Abstract: Many physiological processes are reliant on activities in the cell membrane. These activities are of great importance to our well-being since they allow the cells to respond to their environment and communicate with each other to function as tissues and organs. In this thesis the use of organic electronic devices to interface with cell membranes has been explored. Organic electronics are especially suited for the task given their ability to transduce ionic to electronic signals. Four scientific papers are included in the thesis, where organic electronic devices are used together with living cells and supported lipid bilayers (SLB). In the first paper a ferroelectric cell release surface is presented. Release of cells cultured on the surface was induced by a polarization change in the ferroelectric polymer. This non-enzymatic release method was developed primarily for treatment of severe burns.The remaining three papers strive to combine lipid bilayers and the conjugated polymer poly(3,4-ethylenedioxythiophene) doped with polystyrene sulfonate (PEDOT:PSS) in biosensors.

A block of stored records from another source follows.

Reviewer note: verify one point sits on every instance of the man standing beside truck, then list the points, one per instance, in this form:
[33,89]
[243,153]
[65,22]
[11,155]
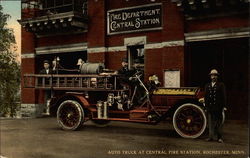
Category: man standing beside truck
[215,100]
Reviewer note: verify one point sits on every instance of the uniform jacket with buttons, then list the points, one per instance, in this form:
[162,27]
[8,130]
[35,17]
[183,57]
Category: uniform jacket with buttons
[215,97]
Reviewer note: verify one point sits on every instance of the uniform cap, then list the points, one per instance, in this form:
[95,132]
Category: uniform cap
[125,60]
[213,72]
[46,61]
[137,61]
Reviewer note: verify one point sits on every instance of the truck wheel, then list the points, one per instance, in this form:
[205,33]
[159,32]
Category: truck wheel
[189,120]
[70,115]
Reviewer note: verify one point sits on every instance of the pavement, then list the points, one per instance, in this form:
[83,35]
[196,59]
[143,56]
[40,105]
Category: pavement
[42,138]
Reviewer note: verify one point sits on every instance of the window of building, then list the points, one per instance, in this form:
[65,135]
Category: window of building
[136,55]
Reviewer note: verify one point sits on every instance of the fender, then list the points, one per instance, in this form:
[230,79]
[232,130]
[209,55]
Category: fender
[74,96]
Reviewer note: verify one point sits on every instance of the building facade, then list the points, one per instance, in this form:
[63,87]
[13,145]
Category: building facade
[178,40]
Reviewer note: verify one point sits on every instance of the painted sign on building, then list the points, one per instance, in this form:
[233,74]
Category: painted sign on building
[134,19]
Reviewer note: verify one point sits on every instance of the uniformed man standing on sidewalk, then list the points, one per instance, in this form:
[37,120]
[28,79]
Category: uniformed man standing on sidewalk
[215,100]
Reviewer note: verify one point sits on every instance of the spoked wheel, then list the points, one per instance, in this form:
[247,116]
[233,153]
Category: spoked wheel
[70,115]
[189,120]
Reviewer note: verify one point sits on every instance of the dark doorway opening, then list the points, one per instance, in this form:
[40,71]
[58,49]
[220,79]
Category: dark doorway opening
[136,54]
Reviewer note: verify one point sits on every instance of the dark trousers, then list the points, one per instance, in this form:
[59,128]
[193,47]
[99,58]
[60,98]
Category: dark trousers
[215,125]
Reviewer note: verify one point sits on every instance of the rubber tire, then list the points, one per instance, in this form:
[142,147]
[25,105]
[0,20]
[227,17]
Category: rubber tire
[79,111]
[203,115]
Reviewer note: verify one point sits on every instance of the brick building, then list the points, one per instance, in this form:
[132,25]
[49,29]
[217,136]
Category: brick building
[178,40]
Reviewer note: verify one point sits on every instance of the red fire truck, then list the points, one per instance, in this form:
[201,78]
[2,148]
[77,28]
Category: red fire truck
[102,98]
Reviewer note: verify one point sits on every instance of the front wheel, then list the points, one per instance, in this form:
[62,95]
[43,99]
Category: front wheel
[189,120]
[70,115]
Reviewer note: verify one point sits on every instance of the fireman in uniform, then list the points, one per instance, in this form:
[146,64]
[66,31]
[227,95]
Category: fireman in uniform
[124,70]
[215,100]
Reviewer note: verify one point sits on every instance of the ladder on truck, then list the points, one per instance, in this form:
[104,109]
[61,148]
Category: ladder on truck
[70,82]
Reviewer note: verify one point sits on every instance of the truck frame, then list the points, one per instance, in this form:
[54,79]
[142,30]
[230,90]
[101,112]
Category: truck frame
[77,98]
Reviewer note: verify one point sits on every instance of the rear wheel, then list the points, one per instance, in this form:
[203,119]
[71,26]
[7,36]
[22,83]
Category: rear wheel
[189,120]
[70,115]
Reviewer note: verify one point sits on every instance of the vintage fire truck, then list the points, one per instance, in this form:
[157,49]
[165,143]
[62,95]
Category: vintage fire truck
[77,98]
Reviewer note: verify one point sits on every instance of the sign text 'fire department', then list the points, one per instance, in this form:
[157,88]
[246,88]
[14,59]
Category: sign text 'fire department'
[142,18]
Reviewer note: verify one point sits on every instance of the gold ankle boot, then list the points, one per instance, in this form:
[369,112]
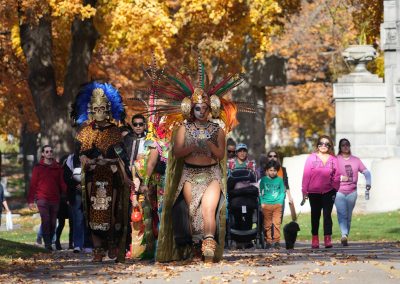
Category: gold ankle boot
[208,249]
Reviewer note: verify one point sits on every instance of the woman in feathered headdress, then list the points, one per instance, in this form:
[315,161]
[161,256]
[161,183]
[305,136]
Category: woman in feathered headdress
[105,193]
[193,211]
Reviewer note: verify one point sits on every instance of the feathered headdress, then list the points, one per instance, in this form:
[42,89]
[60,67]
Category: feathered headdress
[176,93]
[80,109]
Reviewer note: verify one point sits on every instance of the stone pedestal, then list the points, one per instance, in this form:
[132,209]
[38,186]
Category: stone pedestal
[361,115]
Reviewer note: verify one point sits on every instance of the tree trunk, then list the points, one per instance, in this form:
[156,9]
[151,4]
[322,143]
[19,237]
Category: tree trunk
[252,128]
[36,41]
[51,108]
[84,37]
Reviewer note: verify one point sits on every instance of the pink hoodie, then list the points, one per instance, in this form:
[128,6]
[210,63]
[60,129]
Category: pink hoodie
[320,178]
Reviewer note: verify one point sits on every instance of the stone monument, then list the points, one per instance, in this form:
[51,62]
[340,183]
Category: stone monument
[368,113]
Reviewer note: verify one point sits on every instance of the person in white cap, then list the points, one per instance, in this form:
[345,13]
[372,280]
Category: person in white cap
[241,160]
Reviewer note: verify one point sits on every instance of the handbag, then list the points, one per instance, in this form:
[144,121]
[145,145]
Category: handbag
[9,224]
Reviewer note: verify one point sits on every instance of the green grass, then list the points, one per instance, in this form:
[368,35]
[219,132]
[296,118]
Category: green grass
[380,227]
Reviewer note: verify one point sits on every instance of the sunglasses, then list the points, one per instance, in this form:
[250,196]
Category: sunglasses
[140,124]
[327,145]
[199,108]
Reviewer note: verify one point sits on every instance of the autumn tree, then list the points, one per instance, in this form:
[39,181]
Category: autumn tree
[312,45]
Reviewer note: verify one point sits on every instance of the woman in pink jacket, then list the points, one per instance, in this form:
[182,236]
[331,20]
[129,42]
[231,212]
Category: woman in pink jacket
[321,180]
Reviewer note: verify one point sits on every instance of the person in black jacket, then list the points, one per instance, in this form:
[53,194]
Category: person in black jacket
[81,238]
[64,212]
[273,155]
[3,201]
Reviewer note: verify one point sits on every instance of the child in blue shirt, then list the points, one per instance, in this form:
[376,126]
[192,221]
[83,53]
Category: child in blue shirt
[272,196]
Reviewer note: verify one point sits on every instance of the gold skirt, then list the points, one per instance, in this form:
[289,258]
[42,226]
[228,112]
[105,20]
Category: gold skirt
[200,178]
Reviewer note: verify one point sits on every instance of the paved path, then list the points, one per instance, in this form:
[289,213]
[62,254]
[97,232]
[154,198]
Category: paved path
[359,263]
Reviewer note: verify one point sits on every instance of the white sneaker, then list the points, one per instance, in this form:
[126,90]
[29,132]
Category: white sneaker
[87,250]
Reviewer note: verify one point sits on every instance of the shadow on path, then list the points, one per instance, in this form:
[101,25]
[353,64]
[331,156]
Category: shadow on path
[65,266]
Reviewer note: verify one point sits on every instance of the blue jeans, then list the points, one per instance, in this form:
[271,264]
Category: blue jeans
[344,206]
[78,222]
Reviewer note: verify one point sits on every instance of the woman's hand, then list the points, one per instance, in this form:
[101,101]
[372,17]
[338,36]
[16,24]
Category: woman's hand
[85,160]
[344,178]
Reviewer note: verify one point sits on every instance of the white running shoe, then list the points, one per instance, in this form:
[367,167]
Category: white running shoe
[87,250]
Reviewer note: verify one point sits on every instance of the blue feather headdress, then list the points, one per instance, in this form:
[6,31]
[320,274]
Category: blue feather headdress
[80,107]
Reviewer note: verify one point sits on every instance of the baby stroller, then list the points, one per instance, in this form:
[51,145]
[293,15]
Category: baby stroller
[243,224]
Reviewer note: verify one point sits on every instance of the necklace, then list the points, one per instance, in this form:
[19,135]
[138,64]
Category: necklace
[205,125]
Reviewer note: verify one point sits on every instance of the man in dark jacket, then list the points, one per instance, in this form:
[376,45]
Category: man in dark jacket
[47,184]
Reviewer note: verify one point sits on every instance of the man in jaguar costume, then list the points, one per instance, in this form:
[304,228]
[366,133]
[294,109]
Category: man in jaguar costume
[105,177]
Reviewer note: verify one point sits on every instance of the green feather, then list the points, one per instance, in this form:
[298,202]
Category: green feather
[181,84]
[226,87]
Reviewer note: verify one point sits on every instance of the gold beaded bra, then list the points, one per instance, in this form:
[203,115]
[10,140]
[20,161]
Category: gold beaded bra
[199,135]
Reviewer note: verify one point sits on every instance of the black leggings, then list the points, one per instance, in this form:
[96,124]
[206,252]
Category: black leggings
[323,202]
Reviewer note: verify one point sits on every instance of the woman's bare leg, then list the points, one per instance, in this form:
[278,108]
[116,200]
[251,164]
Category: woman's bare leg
[187,193]
[209,204]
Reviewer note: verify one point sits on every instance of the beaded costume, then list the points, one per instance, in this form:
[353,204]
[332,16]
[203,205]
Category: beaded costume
[182,227]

The target device is an organic electrochemical transistor (OECT) functionalized with a supported lipid bilayer. Several aspects of the integration are explored, including promotion of vesicle fusion onto PEDOT:PSS and optimization of OECT design and biasing conditions for sensing. For SLB formation on PEDOT:PSS two different silica material systems, one PEDOT:PSS/silica composite and one mesoporous silica film, were evaluated with respect to electrical properties and quality of the resulting bilayer. The electrical properties were found to be similar, but the quality of the bilayer was better on the mesoporous silica film.In the last two papers the focus is on optimization of OECTs for sensing purposes. Biasing conditions for operation at high transconductance were identified, as well as design principles for large sensor output in impedance sensing.